"Can nedir? Hayırdan, serden haberdar olan, lütuf ve ihsana sevinen, zarardan yerinip ağlayan şey.
Madem ki canın sırrı, mahiyeti, insana hayrı, şerri haber vermede.. .şu halde hakikatten kimin daha ziyade haberi varsa o, daha canlıdır. "

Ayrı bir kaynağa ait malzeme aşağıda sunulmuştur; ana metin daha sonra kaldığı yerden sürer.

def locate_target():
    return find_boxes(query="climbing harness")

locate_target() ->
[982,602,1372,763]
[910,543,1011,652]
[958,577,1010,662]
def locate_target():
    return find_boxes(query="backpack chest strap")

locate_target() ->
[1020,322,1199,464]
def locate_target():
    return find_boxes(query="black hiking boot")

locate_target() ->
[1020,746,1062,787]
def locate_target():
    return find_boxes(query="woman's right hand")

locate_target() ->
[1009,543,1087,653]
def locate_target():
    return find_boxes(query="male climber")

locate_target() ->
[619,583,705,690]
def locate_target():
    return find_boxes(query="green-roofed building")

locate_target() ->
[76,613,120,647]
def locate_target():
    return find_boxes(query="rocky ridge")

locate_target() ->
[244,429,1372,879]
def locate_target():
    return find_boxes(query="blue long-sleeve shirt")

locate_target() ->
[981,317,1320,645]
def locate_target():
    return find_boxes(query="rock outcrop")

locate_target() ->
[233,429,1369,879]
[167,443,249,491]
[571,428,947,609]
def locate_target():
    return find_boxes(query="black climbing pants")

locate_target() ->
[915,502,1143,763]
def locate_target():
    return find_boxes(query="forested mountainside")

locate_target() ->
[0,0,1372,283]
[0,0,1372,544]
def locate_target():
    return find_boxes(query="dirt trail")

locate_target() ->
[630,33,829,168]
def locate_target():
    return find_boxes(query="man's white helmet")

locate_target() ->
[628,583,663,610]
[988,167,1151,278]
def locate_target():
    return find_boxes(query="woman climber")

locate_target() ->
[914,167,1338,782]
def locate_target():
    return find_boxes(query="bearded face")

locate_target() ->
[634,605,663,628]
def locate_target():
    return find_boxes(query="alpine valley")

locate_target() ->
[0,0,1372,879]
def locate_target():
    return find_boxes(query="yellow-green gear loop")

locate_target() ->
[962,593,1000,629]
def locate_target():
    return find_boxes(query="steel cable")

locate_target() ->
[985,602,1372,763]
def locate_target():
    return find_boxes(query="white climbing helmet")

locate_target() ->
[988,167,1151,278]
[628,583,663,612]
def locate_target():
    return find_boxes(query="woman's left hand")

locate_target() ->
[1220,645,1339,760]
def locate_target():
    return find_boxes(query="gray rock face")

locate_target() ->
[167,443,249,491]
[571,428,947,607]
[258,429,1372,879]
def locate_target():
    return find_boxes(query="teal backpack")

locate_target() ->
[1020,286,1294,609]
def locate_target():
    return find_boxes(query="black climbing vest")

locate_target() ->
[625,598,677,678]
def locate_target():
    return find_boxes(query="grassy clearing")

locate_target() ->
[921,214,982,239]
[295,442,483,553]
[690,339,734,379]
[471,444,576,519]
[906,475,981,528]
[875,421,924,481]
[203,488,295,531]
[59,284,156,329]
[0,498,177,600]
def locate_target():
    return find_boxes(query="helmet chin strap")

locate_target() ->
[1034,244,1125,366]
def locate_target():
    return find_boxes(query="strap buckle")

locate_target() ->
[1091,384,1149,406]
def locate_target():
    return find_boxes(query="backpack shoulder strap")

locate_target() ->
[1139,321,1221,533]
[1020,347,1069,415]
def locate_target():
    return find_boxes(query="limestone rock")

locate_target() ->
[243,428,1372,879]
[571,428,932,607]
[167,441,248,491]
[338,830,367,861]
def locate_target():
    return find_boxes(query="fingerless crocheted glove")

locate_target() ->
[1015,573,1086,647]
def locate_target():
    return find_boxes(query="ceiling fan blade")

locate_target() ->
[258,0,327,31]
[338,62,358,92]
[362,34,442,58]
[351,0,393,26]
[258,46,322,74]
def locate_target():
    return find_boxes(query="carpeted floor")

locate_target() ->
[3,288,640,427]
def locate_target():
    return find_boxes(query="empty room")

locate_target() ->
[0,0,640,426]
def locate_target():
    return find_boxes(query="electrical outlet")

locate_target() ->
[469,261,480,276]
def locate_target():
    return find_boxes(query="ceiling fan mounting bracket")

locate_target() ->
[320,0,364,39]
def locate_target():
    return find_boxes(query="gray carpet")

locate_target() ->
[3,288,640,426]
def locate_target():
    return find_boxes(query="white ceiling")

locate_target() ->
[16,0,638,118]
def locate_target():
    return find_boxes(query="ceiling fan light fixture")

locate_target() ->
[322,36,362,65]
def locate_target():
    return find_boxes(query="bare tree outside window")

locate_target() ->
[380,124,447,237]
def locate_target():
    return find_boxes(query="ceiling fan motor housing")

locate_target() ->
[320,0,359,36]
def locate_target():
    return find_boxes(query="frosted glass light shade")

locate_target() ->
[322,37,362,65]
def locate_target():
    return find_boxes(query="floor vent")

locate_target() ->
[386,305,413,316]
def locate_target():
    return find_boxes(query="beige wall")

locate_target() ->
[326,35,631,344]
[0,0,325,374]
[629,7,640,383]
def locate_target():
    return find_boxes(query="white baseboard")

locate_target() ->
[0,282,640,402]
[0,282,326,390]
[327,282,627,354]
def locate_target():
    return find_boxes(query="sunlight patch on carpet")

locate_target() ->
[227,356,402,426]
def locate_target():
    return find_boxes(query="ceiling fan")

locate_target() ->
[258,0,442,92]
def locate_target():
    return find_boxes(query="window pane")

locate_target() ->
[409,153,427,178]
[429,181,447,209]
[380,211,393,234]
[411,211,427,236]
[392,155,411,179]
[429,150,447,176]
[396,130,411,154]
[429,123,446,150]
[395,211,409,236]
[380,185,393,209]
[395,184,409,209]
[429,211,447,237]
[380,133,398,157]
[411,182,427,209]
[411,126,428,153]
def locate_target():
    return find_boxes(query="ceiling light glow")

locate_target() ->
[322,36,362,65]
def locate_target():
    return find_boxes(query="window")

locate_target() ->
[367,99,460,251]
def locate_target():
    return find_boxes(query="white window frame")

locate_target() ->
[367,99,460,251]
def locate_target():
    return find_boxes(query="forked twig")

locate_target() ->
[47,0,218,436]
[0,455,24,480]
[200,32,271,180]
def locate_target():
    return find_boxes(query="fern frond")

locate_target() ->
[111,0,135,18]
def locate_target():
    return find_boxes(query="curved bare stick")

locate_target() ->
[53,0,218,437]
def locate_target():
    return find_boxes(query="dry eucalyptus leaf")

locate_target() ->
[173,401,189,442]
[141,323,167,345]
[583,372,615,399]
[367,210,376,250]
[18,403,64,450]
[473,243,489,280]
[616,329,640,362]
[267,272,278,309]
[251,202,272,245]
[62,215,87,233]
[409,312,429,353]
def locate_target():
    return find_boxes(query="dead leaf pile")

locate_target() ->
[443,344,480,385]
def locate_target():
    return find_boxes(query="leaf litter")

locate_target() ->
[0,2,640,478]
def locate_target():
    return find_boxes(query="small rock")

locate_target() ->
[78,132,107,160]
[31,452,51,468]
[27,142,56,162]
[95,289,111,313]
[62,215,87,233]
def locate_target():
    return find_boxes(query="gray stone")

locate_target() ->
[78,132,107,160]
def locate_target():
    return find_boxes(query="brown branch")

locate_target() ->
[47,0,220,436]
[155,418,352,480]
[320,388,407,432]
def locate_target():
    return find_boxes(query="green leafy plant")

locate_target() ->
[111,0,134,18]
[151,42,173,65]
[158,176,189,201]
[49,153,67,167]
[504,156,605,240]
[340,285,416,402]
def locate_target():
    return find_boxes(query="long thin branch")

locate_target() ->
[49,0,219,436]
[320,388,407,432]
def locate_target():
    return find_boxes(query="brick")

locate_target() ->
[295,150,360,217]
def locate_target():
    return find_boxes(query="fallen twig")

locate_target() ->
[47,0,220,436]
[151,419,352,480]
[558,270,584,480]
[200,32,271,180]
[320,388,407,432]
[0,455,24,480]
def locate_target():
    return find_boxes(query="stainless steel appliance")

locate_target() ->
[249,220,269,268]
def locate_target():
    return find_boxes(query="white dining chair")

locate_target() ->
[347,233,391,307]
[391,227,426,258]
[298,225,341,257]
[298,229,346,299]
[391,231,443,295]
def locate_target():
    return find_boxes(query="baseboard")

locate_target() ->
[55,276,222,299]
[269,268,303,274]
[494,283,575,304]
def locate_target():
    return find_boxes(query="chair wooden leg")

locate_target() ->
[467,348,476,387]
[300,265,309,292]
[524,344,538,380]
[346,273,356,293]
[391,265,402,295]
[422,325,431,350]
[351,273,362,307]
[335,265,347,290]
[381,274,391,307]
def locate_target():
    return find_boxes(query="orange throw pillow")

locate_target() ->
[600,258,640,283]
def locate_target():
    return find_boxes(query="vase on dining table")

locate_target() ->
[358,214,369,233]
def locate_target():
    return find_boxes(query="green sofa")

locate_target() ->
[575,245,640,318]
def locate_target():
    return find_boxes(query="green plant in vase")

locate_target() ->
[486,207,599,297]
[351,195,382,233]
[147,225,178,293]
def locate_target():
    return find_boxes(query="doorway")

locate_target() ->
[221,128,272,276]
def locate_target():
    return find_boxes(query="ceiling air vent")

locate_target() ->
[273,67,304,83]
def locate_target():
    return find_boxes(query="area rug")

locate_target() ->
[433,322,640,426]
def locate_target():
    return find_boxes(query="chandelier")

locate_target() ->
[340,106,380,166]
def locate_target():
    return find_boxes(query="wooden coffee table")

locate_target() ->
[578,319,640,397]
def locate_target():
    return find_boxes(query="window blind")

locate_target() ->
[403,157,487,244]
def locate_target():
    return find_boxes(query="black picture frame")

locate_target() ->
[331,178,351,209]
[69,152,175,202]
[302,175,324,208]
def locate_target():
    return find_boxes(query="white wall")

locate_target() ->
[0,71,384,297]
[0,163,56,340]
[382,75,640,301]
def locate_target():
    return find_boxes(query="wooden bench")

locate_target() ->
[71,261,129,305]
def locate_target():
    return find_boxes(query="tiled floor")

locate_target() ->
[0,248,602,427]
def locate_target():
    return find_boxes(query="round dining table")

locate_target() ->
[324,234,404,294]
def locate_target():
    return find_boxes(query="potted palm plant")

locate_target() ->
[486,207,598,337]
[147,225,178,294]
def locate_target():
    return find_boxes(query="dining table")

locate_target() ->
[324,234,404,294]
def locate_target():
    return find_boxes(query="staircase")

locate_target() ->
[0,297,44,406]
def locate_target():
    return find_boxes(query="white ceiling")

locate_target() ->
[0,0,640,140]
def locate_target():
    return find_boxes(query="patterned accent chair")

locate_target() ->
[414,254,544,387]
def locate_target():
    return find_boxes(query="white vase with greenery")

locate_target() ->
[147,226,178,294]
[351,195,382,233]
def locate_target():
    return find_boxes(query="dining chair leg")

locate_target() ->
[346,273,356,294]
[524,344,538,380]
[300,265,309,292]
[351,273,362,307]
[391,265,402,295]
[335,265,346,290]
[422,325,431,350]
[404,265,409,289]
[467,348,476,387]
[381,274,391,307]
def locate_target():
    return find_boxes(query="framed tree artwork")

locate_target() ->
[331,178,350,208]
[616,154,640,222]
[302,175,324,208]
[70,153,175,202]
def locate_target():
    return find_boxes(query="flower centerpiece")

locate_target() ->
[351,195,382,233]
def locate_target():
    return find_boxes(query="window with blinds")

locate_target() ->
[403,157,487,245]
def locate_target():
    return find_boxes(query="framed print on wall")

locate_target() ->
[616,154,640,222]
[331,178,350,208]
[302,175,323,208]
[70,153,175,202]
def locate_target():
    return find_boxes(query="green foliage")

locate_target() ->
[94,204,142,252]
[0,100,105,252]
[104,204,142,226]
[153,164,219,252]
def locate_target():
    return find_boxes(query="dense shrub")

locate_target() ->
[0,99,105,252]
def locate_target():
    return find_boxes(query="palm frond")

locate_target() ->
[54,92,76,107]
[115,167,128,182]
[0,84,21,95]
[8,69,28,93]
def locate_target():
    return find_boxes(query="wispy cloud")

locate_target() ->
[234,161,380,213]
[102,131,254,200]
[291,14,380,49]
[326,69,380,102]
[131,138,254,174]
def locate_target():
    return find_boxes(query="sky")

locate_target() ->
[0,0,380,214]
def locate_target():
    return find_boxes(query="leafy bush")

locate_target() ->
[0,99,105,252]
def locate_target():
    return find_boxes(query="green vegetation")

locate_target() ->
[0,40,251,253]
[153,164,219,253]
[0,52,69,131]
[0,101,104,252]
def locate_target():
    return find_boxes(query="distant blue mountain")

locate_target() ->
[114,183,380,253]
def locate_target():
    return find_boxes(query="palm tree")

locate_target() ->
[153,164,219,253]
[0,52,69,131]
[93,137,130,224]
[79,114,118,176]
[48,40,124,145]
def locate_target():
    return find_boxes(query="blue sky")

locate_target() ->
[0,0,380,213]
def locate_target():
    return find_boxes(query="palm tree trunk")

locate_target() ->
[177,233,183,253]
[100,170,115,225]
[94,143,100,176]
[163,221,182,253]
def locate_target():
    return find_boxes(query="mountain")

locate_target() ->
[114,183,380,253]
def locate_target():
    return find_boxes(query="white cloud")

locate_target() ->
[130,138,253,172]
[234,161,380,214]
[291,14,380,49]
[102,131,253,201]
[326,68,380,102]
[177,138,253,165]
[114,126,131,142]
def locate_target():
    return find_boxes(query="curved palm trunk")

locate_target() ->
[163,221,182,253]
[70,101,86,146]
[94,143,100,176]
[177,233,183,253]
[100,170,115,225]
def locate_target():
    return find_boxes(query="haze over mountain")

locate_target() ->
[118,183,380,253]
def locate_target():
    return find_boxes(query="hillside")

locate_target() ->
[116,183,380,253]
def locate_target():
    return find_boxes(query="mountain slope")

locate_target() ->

Kimimiz sıkı ve çetrefil ilişkilerin olduğu kalabalık ve yoğun şehirlerde yaşıyor, kimimiz durgun bir deniz yüzeyi gibi billurlaşmış bir sessizliğin ortasında, kendi can'ına, kendi aklına, kendi ruh'una dikkat kesilmiş müsekkin bir kıyı kasabasında, kimimiz taşrada bir ovanın bir bozkırın ortasında, tabiatin sükun verici şefkatine mahzar, kimimiz bir otoyol kavşağında araba gürültüleriyle müzmin; 'dünya' denen macerada yazı'mızı okur, yaşar, sökmeye çalışır, tedris ederiz. Herkes hakikatin yazı'sıyla mühürlüdür bu evrende, saat çalınca tedrisatı tamamlayıp kalkar gideriz.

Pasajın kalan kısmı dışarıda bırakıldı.